The clerk turned him down a second time and went to answer the phone. The farmer turned to me and asked if the post office would ship his fruit. I told him that, as far as I knew, no one would. While we were waiting for the clerk, the farmer took a grapefruit from his bag and held it out for me to admire.
I eyed what looked like a pale yellow cantelope, with faint rain-mold streaks on the rind (this is a sign of authentic homegrown; the streaks are always washed off commercially-sold fruit, which is sometimes also dyed and waxed.) I'm not exaggerating on the size, either -- it had to be the largest grapefruit I've ever seen. The farmer told me his trees often produced eight pounders. I imagined he spent a lot of time shoring up his trees with cotton ties and two by twos to keep the weight of the fruit from snapping the branches.
I love grapefruit, and miss it terribly (I haven't been able to eat it for six months because it reacts with my medications) but that farmer's goliath specimen made me uneasy. He mentioned his graefruit were very juicy and full of seeds, but what else was in them? What was he using as fertilizer? Had he planted his trees over some septic tanks? Why bring a bag of just-picked grapefruit directly from the grove to a shipper? Anyone even remotely involved with citrus knows the state law; I know it. And why so adamant to send it to Washington D.C.?
I never thought something as ordinary as a grapefruit could give me the creeps, but that one did.
The clerk finally got off the phone, and for the third time refused to ship the grapefruit for the farmer. The farmer asked if he brought in a box to the post office and didn't say there was grapefuit in it, would they ship it? I shrugged. The clerk said it was between him and his conscience. The farmer bought a big box from the clerk, paid for it in quarters and ambled out.
I may have acted non-committal, but I doubted the farmer would get his fruit past the folks at the post office. Grapefruit has a distinctive smell, very sharp-bitter, that is especially intense if the rind is bruised or scored. Unless he seals the shipment in plastic, the odor will give it away.
The encounter got to me, though. By the time I shipped my boxes and returned to my car, I had worked out in my head five different ways to explain the farmer and his strange fruit:
1. A love gift to the farmer's old flame, who is dying of cancer in some hospital in Washington. A nurse will open the box for her and try to whisk it away, her rich husband will veto that, peel one and listen to her talk about the farmer as he feeds her the sections one by one.

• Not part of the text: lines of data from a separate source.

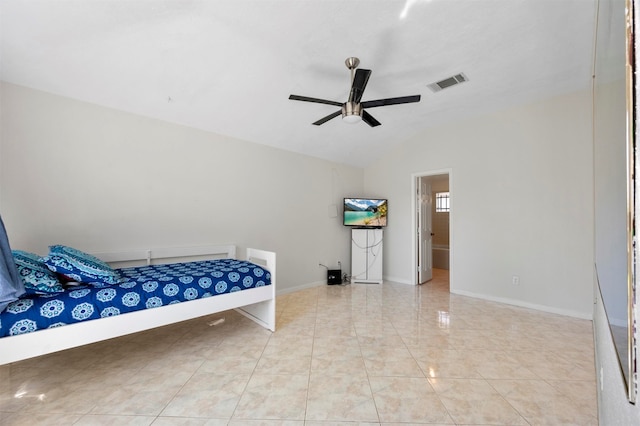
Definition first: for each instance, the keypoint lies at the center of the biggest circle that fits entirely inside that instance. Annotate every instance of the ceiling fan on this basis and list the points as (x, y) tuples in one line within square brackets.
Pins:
[(353, 110)]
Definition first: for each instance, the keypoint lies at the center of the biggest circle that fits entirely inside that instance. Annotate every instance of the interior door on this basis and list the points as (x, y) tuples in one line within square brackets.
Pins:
[(425, 233)]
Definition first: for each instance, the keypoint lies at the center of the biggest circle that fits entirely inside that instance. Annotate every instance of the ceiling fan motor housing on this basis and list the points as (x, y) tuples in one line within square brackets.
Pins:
[(351, 112)]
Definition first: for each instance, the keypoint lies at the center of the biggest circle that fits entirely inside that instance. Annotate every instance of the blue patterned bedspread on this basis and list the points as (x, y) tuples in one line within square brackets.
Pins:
[(141, 287)]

2. Shrapnel bombs disguised as grapefruit, being sent to a certain Congressional Committee that has pissed off that farmer for the last time.
3. The final volley in a life-long feud between two brothers: one who got rich selling out the citrus industry as a lobbyist while his brother stayed home to farm the family groves (lobbyist brother has just been convicted in the Abramoff scandal, has lost everything, and is going to jail.)
4. Alien pods carrying something much worse than canker to Washington.
5. Grandpa's annual late-January, post-harvest box, sent as a gift to his son, daughter-in-law and grandkids, who will have to give half away to the neighbors, who will look at the size of them and wonder what the hell we have in the water here in Florida. One of the grandkids will dig out the designer tulip bulbs in her mother's windowbox and plant some of the seeds.
Or the whole thing could serve as the topic of a writer's weblog post on the method she uses to sketch out story ideas to get them out of her thoughts, onto paper and into a file so she can work on the WIP without mutant citrus dancing in her head.
How do you writers out there deal with your strange fruit?